The theological war thesis originated in the Southern Presbyterian Church of the mid-nineteenth century, its advocates including Robert Lewis Dabney (1820–1898), professor at Union Theological Seminary in Virginia and Confederate General “Stonewall” Jackson’s army chaplain; James Henley Thornwell (1812–1862), President of South Carolina College, later professor at Columbia Theological Seminary; and Benjamin Morgan Palmer (1818–1902), founding editor of the Southern Presbyterian Review, professor at Columbia Theological Seminary, and later pastor of the First Presbyterian Church in New Orleans. Following the Civil War, the Southern Presbyterian Church published biographies of and writings by Dabney, Thornwell, and Palmer. This work remained outside the more mainstream “Lost Cause” apologetics for the Confederacy (see Pollard; Osterweis, Romanticism and Myth; Gallagher and Nolan). Thus, it comprised a marginal body of literature until Southern Agrarian Richard M. Weaver (1910–1963), Christian Reconstructionist Rousas John Rushdoony (1916–2001) and Presbyterian leader C. Gregg Singer (1910–1999) revived interest in these writings after World War II. Subsequently, Sprinkle Publications of Harrisonburg, Virginia, reprinted texts by Southern Presbyterian clergymen dating from the Civil War and postbellum period and academic historians, such as Eugene Genovese, reappraised these works in the 1980s and 1990s.

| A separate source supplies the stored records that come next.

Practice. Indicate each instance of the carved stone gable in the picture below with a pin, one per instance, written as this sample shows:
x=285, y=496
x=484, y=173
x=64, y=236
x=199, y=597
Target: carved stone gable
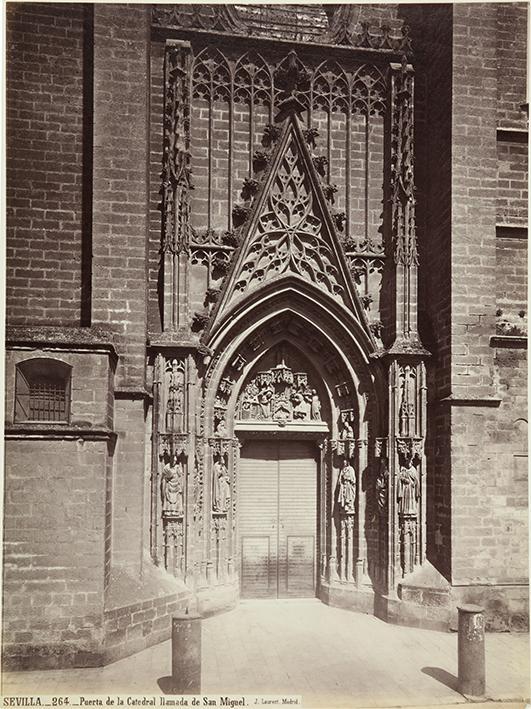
x=289, y=231
x=289, y=237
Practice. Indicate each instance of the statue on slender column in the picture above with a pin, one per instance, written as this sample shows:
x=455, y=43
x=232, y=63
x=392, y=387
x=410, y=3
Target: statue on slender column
x=346, y=495
x=172, y=487
x=221, y=487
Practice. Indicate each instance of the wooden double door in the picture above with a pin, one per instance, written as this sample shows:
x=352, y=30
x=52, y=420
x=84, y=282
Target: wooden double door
x=277, y=518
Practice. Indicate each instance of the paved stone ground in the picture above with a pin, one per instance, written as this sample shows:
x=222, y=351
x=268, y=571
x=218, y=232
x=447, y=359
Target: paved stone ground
x=332, y=657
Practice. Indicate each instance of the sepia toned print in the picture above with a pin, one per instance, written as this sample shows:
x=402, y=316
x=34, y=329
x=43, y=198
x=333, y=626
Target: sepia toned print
x=266, y=414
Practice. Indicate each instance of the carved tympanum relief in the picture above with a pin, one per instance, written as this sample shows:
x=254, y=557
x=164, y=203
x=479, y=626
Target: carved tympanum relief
x=281, y=393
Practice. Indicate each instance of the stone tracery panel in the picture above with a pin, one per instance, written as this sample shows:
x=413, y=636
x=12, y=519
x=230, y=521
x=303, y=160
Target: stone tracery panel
x=234, y=96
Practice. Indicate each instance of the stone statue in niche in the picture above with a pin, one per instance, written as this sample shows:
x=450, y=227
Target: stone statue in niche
x=408, y=489
x=172, y=487
x=346, y=495
x=221, y=429
x=382, y=483
x=221, y=487
x=174, y=403
x=315, y=407
x=265, y=395
x=346, y=421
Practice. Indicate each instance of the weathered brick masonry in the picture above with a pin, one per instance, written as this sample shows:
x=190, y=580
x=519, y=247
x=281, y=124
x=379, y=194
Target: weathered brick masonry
x=94, y=562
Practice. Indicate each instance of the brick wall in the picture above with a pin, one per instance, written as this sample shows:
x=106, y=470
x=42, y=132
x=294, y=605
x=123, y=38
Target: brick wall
x=489, y=518
x=511, y=204
x=128, y=483
x=54, y=528
x=44, y=162
x=511, y=62
x=131, y=628
x=120, y=181
x=431, y=28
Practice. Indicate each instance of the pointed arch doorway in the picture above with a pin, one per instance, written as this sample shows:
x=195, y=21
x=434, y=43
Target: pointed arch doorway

Utilizing original publications by nineteenth-century Presbyterians and Internet postings by the League of the South as the resources for our analysis, our explication will examine the roots and development of the theological war thesis. We argue that the theological war thesis originated in texts by theologians who between them contended that the Confederacy comprised an orthodox Christian nation, at times intertwining this religious viewpoint with, amongst other things, defences of slavery, denunciations of public education and mass schooling, and proposals to maintain a hierarchical and unequal society. There is not space to examine every publication in this chronology and tradition, although as other authors have pointed out, interpretations of Christianity and its connection to the Civil War and Biblical justifications for slavery are numerous (see inter alia Stanton; H. Smith; Wilson; Webster; Webster and Leib, “Whose South”and “Political Culture” ; Harrill; Genovese, Slavery, “James Thornwell,” Slaveholders’ Dilemma, Southern Tradition, ”Marxism,” “Religion,” “Consuming Fire”; Farmer; Fox-Genovese and Genovese, Religious Ideals, “Divine Sanction,” “Social Thought”; Miller, et al.).

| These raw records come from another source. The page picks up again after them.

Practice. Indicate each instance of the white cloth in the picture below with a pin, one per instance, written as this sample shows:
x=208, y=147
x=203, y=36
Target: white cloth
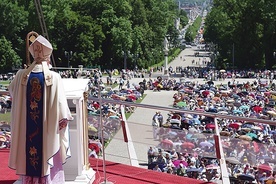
x=55, y=109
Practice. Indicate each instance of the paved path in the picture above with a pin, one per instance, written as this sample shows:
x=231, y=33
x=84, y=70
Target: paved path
x=139, y=123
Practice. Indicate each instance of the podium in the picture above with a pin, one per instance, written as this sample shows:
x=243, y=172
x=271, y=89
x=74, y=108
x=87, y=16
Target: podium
x=77, y=168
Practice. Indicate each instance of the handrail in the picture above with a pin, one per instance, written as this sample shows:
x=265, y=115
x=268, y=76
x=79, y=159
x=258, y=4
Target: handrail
x=213, y=115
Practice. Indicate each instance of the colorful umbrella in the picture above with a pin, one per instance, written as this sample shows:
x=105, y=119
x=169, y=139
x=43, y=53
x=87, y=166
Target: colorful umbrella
x=206, y=144
x=181, y=104
x=188, y=145
x=245, y=137
x=265, y=167
x=198, y=136
x=232, y=160
x=212, y=166
x=166, y=144
x=252, y=135
x=234, y=125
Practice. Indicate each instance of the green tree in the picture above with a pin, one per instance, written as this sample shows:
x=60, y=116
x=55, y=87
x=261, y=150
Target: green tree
x=9, y=59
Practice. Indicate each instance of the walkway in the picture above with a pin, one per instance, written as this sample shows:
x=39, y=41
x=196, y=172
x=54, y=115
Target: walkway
x=139, y=122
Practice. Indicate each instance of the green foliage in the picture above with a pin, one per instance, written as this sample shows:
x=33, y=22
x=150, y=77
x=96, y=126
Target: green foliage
x=247, y=26
x=8, y=56
x=193, y=30
x=97, y=32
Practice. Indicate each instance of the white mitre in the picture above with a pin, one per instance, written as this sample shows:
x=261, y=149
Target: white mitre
x=41, y=50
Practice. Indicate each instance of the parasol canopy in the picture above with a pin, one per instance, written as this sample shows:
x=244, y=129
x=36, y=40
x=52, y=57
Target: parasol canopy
x=232, y=160
x=206, y=144
x=198, y=136
x=246, y=177
x=181, y=104
x=265, y=167
x=245, y=137
x=188, y=145
x=210, y=126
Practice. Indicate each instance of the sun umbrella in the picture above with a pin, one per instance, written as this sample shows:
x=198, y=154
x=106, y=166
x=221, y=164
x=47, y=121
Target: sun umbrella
x=272, y=113
x=205, y=93
x=2, y=138
x=252, y=135
x=232, y=160
x=196, y=121
x=181, y=104
x=265, y=167
x=225, y=133
x=210, y=126
x=216, y=99
x=244, y=108
x=178, y=162
x=246, y=177
x=256, y=128
x=198, y=136
x=206, y=144
x=237, y=112
x=245, y=137
x=175, y=121
x=166, y=144
x=193, y=170
x=188, y=145
x=212, y=166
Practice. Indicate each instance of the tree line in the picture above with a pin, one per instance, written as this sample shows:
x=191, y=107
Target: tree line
x=242, y=33
x=98, y=32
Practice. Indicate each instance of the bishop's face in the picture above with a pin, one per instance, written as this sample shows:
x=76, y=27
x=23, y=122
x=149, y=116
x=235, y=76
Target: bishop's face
x=38, y=51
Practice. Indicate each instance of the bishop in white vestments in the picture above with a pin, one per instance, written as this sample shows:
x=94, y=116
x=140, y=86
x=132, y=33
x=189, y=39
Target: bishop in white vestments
x=40, y=134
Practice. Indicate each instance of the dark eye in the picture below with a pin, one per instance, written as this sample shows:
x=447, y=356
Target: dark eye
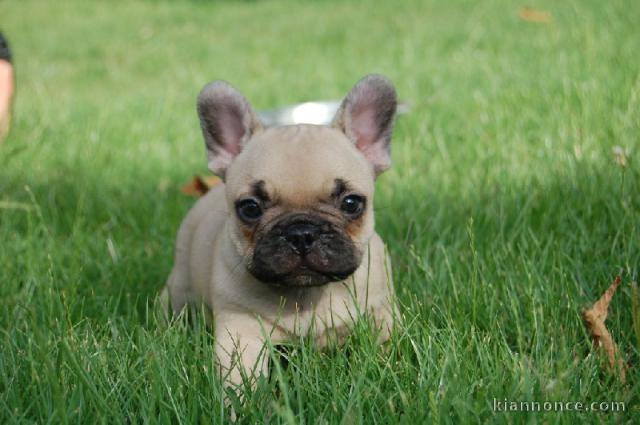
x=353, y=205
x=249, y=210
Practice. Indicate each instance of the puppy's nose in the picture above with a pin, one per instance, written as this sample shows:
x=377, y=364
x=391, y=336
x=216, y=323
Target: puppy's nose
x=301, y=237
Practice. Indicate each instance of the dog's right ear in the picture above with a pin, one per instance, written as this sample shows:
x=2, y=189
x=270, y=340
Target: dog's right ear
x=227, y=122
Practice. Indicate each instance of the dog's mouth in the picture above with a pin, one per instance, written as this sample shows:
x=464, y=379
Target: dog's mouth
x=304, y=253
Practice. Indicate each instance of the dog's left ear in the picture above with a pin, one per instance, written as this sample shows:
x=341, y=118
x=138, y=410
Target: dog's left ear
x=227, y=122
x=366, y=116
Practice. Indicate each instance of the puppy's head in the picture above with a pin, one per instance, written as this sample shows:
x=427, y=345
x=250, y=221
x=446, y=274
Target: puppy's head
x=300, y=197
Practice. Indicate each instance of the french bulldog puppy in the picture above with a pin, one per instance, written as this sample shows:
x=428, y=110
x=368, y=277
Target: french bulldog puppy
x=286, y=246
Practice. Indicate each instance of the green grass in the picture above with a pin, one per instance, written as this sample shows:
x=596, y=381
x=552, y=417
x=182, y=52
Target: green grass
x=505, y=212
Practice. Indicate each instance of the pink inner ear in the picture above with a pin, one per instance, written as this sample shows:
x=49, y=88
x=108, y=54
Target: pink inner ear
x=231, y=130
x=364, y=128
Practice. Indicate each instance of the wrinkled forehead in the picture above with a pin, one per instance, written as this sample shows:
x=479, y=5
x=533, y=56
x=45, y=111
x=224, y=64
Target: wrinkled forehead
x=300, y=164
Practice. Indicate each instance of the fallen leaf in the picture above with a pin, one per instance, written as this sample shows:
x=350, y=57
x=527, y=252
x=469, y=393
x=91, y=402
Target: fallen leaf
x=198, y=186
x=594, y=318
x=536, y=16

Tracing the theological war thesis from its origins to the turn of the twenty-first century, we show how the belief that the Confederacy was an orthodox Christian nation has gained increasing circulation and acceptance. Once a marginal revisionist reading of the Civil War, we contend that groups as diverse as the Sons of Confederate Veterans heritage organization, Christian Reconstructionist bodies such as the Chalcedon Foundation, and the League of the South now generally accept the theological war thesis. Reaching a broad audience at conferences, through publications and on web sites, one of the League’s founding directors, Steven Wilkins, continues to develop theological interpretations of the Civil War. Operating within this historical trajectory, therefore, the League of the South has utilized the theological war thesis to promote a Christian nationalist commitment to constructing a new Confederate States of America.

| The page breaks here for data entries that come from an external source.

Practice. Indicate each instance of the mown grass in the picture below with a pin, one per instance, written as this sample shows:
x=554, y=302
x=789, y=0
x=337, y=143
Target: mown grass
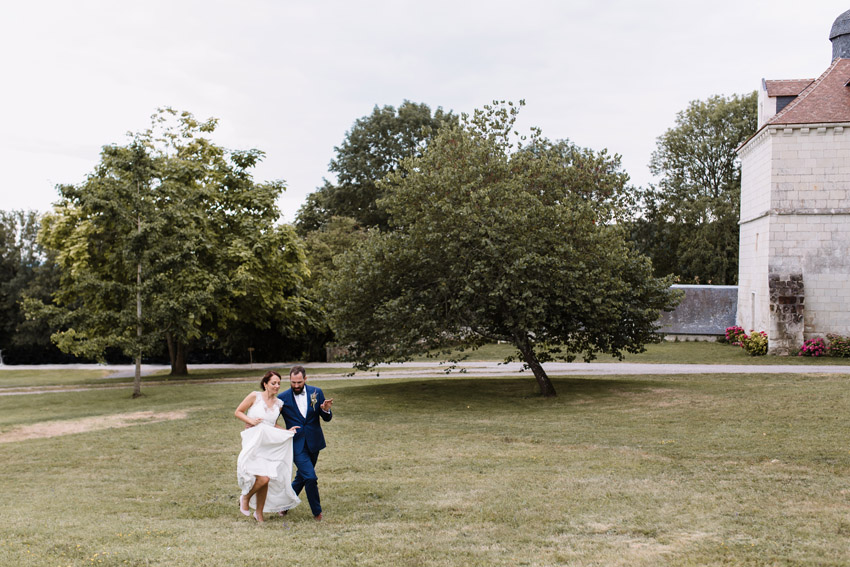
x=12, y=378
x=672, y=470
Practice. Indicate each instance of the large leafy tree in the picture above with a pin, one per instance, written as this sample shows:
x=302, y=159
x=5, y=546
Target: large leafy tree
x=491, y=240
x=170, y=239
x=372, y=149
x=689, y=225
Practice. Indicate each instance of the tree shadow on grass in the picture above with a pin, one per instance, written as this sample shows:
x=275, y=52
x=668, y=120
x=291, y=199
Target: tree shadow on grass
x=494, y=391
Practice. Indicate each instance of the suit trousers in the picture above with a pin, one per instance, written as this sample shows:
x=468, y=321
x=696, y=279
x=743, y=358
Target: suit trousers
x=306, y=478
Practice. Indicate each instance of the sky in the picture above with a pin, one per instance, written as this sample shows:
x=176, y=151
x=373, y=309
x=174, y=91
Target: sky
x=290, y=77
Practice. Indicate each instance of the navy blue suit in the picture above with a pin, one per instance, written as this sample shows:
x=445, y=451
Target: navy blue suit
x=308, y=441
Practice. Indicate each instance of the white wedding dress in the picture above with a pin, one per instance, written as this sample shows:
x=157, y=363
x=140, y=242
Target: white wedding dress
x=267, y=451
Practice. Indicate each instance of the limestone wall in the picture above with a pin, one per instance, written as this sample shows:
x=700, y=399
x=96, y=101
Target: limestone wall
x=704, y=310
x=794, y=278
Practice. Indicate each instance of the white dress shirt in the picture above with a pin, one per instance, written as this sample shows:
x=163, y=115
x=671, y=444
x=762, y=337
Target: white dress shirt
x=301, y=402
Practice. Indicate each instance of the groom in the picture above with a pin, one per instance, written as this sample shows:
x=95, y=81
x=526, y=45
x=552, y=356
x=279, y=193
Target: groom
x=303, y=405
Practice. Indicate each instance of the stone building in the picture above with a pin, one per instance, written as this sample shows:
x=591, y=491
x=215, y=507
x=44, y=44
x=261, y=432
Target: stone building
x=794, y=275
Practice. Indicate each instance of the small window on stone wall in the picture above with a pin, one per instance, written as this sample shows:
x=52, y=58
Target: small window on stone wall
x=782, y=102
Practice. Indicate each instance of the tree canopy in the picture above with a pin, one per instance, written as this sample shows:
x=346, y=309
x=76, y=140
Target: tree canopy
x=171, y=239
x=372, y=149
x=689, y=224
x=492, y=238
x=25, y=270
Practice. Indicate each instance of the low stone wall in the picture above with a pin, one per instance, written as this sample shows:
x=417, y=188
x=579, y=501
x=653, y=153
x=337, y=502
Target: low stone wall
x=704, y=312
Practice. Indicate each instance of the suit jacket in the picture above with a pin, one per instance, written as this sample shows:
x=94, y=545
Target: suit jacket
x=309, y=437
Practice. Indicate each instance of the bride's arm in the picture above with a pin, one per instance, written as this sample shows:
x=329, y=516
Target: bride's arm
x=243, y=407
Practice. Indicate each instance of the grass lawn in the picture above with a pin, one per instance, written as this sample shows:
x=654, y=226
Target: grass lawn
x=672, y=470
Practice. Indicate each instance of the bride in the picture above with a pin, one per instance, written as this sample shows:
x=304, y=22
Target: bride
x=264, y=467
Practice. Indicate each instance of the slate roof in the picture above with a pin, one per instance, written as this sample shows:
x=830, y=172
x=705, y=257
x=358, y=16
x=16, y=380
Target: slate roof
x=786, y=87
x=825, y=100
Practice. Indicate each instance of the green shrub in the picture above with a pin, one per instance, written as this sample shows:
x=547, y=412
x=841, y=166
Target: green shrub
x=755, y=343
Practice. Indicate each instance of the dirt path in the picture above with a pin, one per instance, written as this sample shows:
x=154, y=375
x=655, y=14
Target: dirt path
x=82, y=425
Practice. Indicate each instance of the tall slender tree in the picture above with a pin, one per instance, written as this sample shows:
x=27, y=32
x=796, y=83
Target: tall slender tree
x=689, y=224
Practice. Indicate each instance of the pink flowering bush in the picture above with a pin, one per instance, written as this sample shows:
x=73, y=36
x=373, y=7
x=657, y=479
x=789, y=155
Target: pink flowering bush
x=813, y=347
x=839, y=345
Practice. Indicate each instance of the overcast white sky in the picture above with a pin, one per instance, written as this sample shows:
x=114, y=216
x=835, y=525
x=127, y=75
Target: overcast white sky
x=290, y=77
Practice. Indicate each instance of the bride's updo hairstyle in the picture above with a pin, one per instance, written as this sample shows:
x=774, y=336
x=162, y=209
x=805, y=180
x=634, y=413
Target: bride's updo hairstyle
x=266, y=377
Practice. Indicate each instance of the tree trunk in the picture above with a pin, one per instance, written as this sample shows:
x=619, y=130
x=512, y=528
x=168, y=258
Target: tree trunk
x=176, y=356
x=137, y=379
x=178, y=363
x=522, y=342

Interpretations of Christianity by the far right in the United States are numerous (e.g. Trelease; Chalmers; Wade; Barkun; D.H. Bennett; Bushart et al.), but the Christian nationalism of the neo-Confederate movement in general, and the League of the South in particular, have been little studied. Similarly, recent assessment of Confederate flag disputes has noted the League’s presence but does not examine its wider theoretical, political, and religious worldviews (e.g. Webster; Webster and Leib, “Whose South” and “Political Culture”; Leib, “Heritage versus Hate” and “Teaching Controversial Topics”). Therefore, in this article we explore how the message currently promoted by the League of the South revives mid-nineteenth-century Confederate writings that understood the US Civil War to be a theological war between Northern heresy and Southern orthodox Christianity.

The League of the South
The League of the South was founded on June 25, 1994 in Tuscaloosa, Alabama and held its first national convention in Charleston, South Carolina five months later (Sebesta 55–84; “Southern League News”; Hodges). By 2000, the League counted over 9000 members, having ninety-six chapters in twenty states (Southern Poverty Law Center). In March 2000, police estimated between 2000 and 3000 participants at the group’s “Declaration of Cultural Independence” rally in Montgomery, Alabama (Hall and Roston; Reevers). In addition to its “Dixienet” web site (see McPherson), the League supports the political action web sites Free Alabama and Free Mississippi, and administers an Institute for the Study of Southern Culture and History. The League publishes a bimonthly newsletter, Southern Patriot, and distributes numerous video and audio cassettes about the history and development of the United States. Members participate in lectures, conferences, summer schools, and an annual convention. Concisely summarizing some of the organization’s key beliefs on its Dixienet web site, the League’s president since its foundation, Michael Hill, recently stated:

Why do the left-liberals rage against the ‘traitorous’ South and its traditional culture and symbols? The stock answer has been because all that the South stands for – orthodox Christianity, honor, hierarchy, loyalty to place and kin, patriarchy, and respect for the rule of law – represents an obstacle to the left-liberals’ lust for power. This is a correct assessment, but it is only one side of the coin …. The treason of the Left involves such unconstitutional and immoral enormities as globalism – the selling-out of American national sovereignty to international agencies and interests; radical egalitarianism; feminism; sodomite rights; abortion; Third-World immigration; gun control; hate crime legislation (always meant to be used against whites); judicial tyranny; burdensome taxation; multiculturalism and diversity (code words for anti-white, anti-Christian bigotry); the universal rights of man; and other manifestations of a new brand of politically-correct totalitarianism. (Treason n. pag.)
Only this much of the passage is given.